Her two boys looked up from where they were fixing the back fence. Seeing her frantic movements, they glanced at the sky and understood immediately. Mel ran for the barn to bar the door, while the younger of the two sprinted toward the pump behind the house.
“Where are the rags, Ma?” he called.
“In the barrel!” she yelled back. The wind was picking up now, and the howling filled her ears. They had only moments before the dust would be upon them. The third time this month.
Back inside the house, Kilion distributed the wet rags, and they huddled together around the kitchen table listening to the wind whip around the house. Lem had gathered the lanterns and lit them, but the dust outside covered the sun, leaving no light but what they could get from the oil lamps.
“They’re getting worse,” Kilion muttered through the wet rag over his mouth and nose.
Lem leaned forward on his elbows with his hands folded in front of him. He had secured a wet bandana over his face, and Naomi could see his knuckles grow white with tension. From her place beside him, she reached for his hands, covering them with her own gently.

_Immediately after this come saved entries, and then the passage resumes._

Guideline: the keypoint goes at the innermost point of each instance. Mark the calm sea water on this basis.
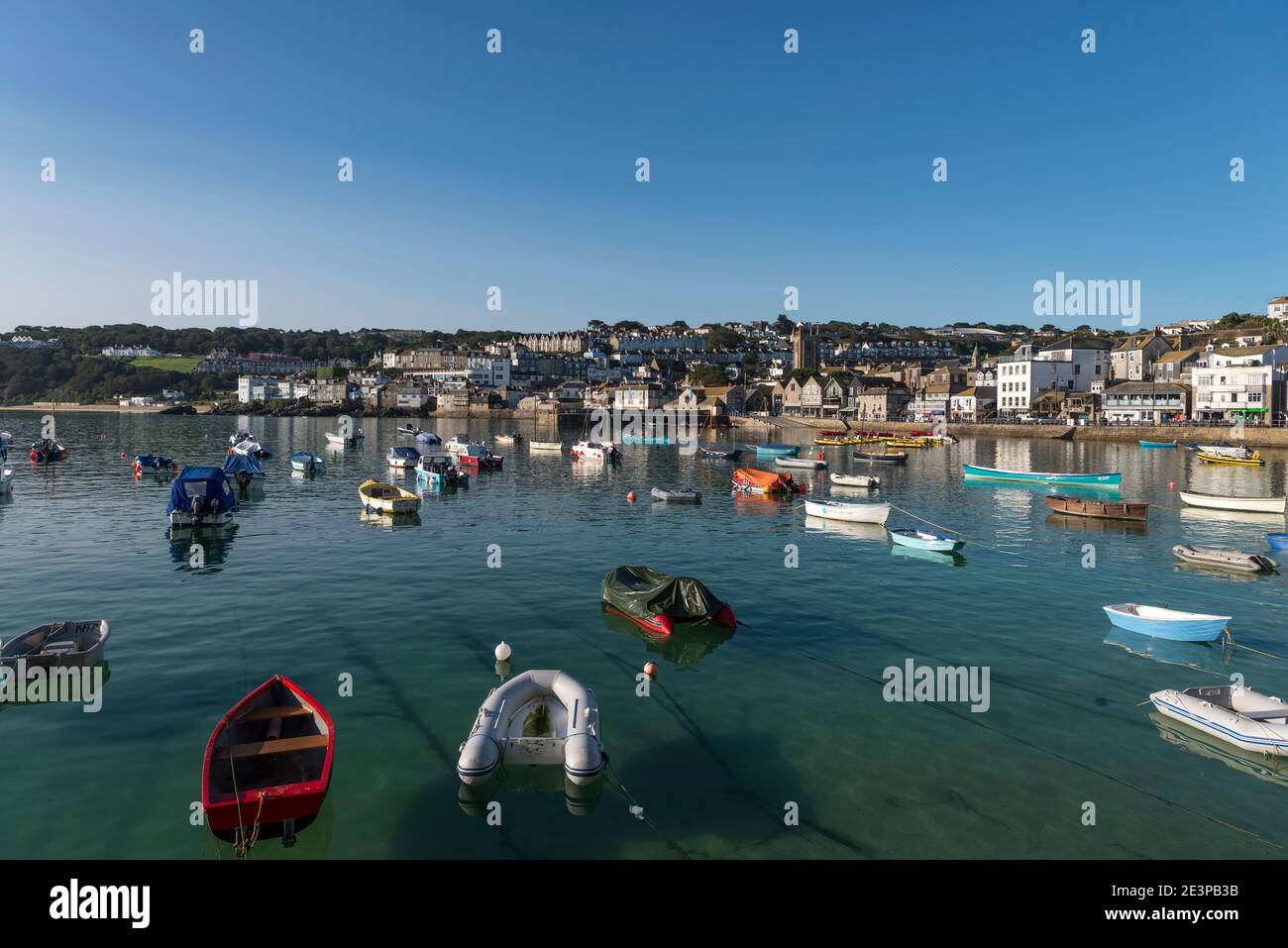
(789, 710)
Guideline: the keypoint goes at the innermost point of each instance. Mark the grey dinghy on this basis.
(1234, 561)
(541, 716)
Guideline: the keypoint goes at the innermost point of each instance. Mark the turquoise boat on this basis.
(1042, 478)
(777, 450)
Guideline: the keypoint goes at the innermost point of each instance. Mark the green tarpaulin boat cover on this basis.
(644, 592)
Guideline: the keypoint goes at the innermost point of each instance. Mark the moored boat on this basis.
(806, 463)
(58, 644)
(881, 456)
(595, 451)
(754, 480)
(1252, 460)
(850, 511)
(1102, 509)
(854, 480)
(1167, 623)
(682, 494)
(1216, 501)
(381, 497)
(542, 717)
(1108, 479)
(267, 767)
(1234, 714)
(657, 601)
(921, 540)
(1234, 561)
(201, 497)
(402, 456)
(307, 462)
(777, 450)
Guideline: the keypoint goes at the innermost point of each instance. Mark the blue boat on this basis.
(777, 450)
(201, 497)
(1042, 478)
(1167, 623)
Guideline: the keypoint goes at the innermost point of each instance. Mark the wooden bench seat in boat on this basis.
(266, 714)
(266, 747)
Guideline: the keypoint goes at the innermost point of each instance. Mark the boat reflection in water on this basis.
(927, 556)
(688, 644)
(872, 532)
(1201, 656)
(1271, 769)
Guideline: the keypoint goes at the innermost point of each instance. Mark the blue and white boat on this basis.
(439, 472)
(305, 462)
(777, 450)
(402, 456)
(1234, 714)
(919, 540)
(1167, 623)
(201, 497)
(244, 471)
(973, 471)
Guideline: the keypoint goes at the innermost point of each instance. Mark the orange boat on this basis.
(764, 481)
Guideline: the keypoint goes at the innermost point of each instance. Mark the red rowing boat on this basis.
(268, 764)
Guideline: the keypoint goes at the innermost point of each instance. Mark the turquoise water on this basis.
(789, 710)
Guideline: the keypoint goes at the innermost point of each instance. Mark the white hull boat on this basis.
(850, 513)
(1234, 714)
(855, 480)
(540, 717)
(807, 463)
(1215, 501)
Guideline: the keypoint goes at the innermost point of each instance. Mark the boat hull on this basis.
(1108, 479)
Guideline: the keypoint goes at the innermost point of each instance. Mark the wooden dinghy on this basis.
(268, 764)
(58, 644)
(381, 497)
(1234, 714)
(1234, 561)
(1102, 509)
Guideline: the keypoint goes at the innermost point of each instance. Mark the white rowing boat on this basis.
(1215, 501)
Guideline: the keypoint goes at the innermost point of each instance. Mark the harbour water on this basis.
(787, 711)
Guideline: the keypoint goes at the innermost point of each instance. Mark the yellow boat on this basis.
(386, 498)
(1254, 462)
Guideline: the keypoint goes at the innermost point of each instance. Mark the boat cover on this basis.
(235, 464)
(209, 483)
(764, 479)
(645, 592)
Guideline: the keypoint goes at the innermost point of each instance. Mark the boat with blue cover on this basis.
(201, 497)
(1167, 623)
(777, 450)
(1108, 479)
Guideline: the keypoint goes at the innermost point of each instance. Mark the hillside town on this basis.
(1212, 371)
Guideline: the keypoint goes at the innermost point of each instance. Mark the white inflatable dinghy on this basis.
(1234, 714)
(541, 716)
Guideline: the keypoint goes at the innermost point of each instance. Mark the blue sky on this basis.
(518, 170)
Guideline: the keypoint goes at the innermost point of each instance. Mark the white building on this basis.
(1236, 382)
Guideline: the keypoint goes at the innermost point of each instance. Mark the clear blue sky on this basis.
(518, 168)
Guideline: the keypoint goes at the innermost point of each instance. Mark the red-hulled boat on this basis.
(268, 764)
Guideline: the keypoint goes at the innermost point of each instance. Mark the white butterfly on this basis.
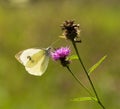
(35, 60)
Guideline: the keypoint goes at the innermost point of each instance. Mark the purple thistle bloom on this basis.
(60, 53)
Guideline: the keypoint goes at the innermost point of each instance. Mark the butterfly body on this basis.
(35, 60)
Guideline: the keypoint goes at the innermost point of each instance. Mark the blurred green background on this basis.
(36, 23)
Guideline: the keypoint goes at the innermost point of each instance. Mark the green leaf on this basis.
(85, 99)
(73, 57)
(97, 64)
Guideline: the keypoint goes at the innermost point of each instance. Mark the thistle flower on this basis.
(61, 54)
(71, 30)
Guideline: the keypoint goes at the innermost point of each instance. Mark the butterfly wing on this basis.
(34, 60)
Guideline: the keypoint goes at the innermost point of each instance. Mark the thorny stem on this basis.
(91, 83)
(78, 80)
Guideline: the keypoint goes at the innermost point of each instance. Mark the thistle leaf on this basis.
(96, 65)
(85, 99)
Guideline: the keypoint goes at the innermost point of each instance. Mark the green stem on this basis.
(78, 80)
(91, 83)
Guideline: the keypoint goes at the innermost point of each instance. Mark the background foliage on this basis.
(35, 23)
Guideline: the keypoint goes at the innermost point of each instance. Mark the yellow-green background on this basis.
(36, 23)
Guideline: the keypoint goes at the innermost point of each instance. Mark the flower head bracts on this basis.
(61, 54)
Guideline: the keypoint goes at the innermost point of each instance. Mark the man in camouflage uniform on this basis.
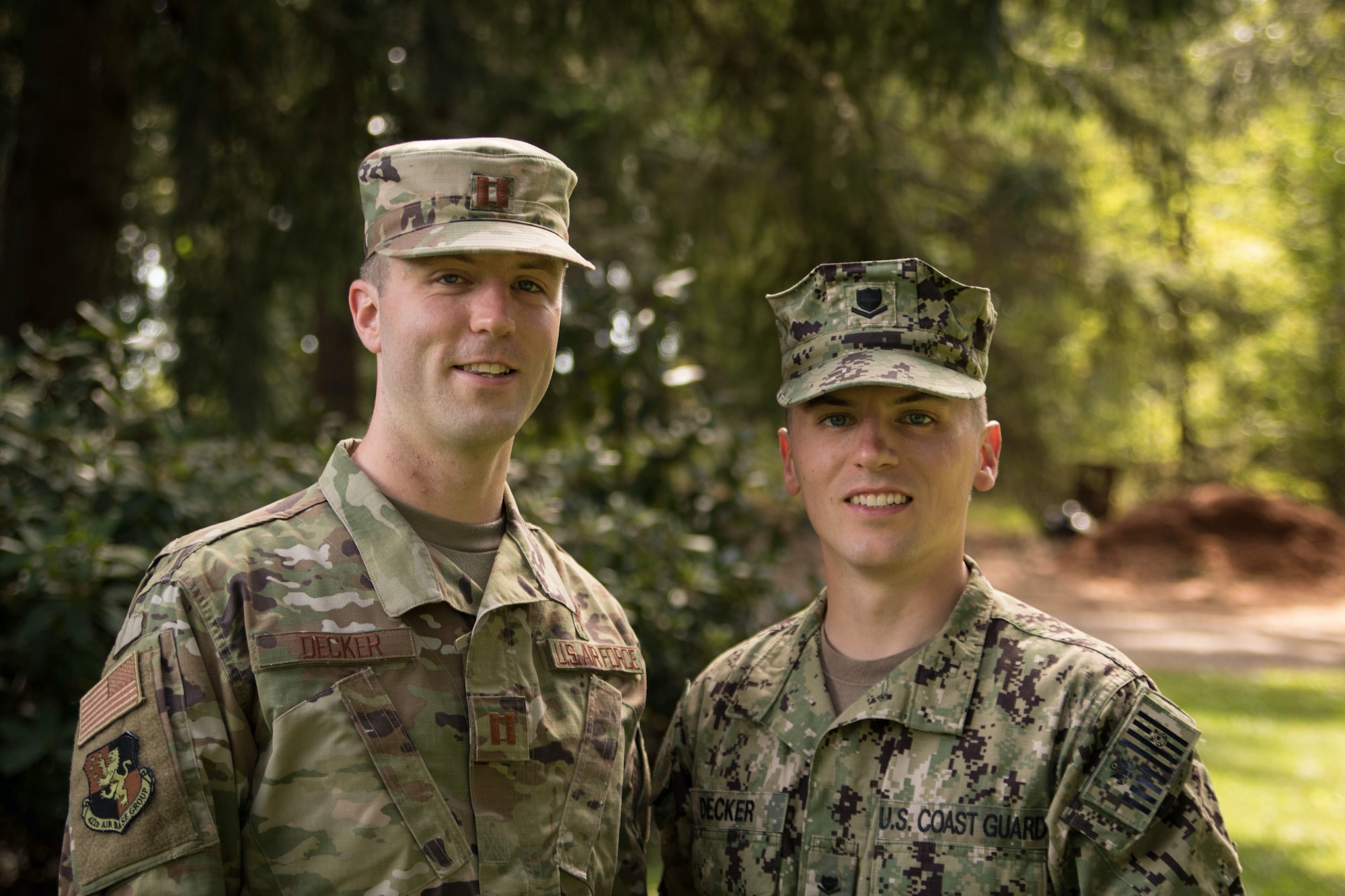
(319, 697)
(915, 731)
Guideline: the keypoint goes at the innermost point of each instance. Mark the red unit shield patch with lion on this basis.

When his gaze finally met hers, she could see the raw emotion he was desperately trying to conceal. Lem was a man of few words, but when he did speak, it was for a purpose. Naomi waited as the flying dust whistled outside the thin walls.
Lem swallowed hard. “The top soil’s gone. Won’t get no crops this year.” His eyes searched hers for understanding.
Naomi nodded. Her stomach seemed to twist in empathy for her husband’s grief. She knew he felt it was a failure on his part, and her heart went out to him. There wasn’t anything he could do about the dust storms, but there was no telling him that. He was a proud man and saw it as his most important responsibility to provide for his family.
“This here’s a famine, Ma. And we don’t stand no chance, lessen’ we pack up and move.”
Mel and Kilion stared at their father, their bright blue eyes reflecting the flickering lantern light. Naomi knew he had been considering it, but he rarely thought out loud. Lem was a figuring man. And there was no chance he had made the decision lightly.
“Where d’you figger on goin’, Pa?” she asked. Naomi knew her husband would have his plan all worked out before he ever announced his intentions to the family.
“What about the farm, Pa?” Mel asked. Kilion’s eyes seemed to echo his concern. They had worked their whole lives on this piece of land — scratched out a meager existence through rain and drought, harsh winter cold and brutal summer heat. They were inextricably bound to the land. It was part of them. It was part of all of them.
Inevitable loss took root in Naomi’s heart then, slowly encompassing her until she couldn’t contain the sorrow any more, and it began to spill over through her tears.
“Heared tell thar’s work out west. California, maybe. We’ll head that way, see what we can find.” Lem turned to his sons. “Done talked to yer Uncle Jude. He’ll keep an eye on the place fer a bit ‘ til this drought passes. Then we’ll be back.”
He squeezed his wife’s hand, no doubt an effort to infuse reassurance. She smiled back at him, taking his cues to comfort their sons. “Yes, a’course we’ll be back. This drought’ll be over ‘fore ya know it, and we’ll come right back.” Some hope. Naomi would cling to that.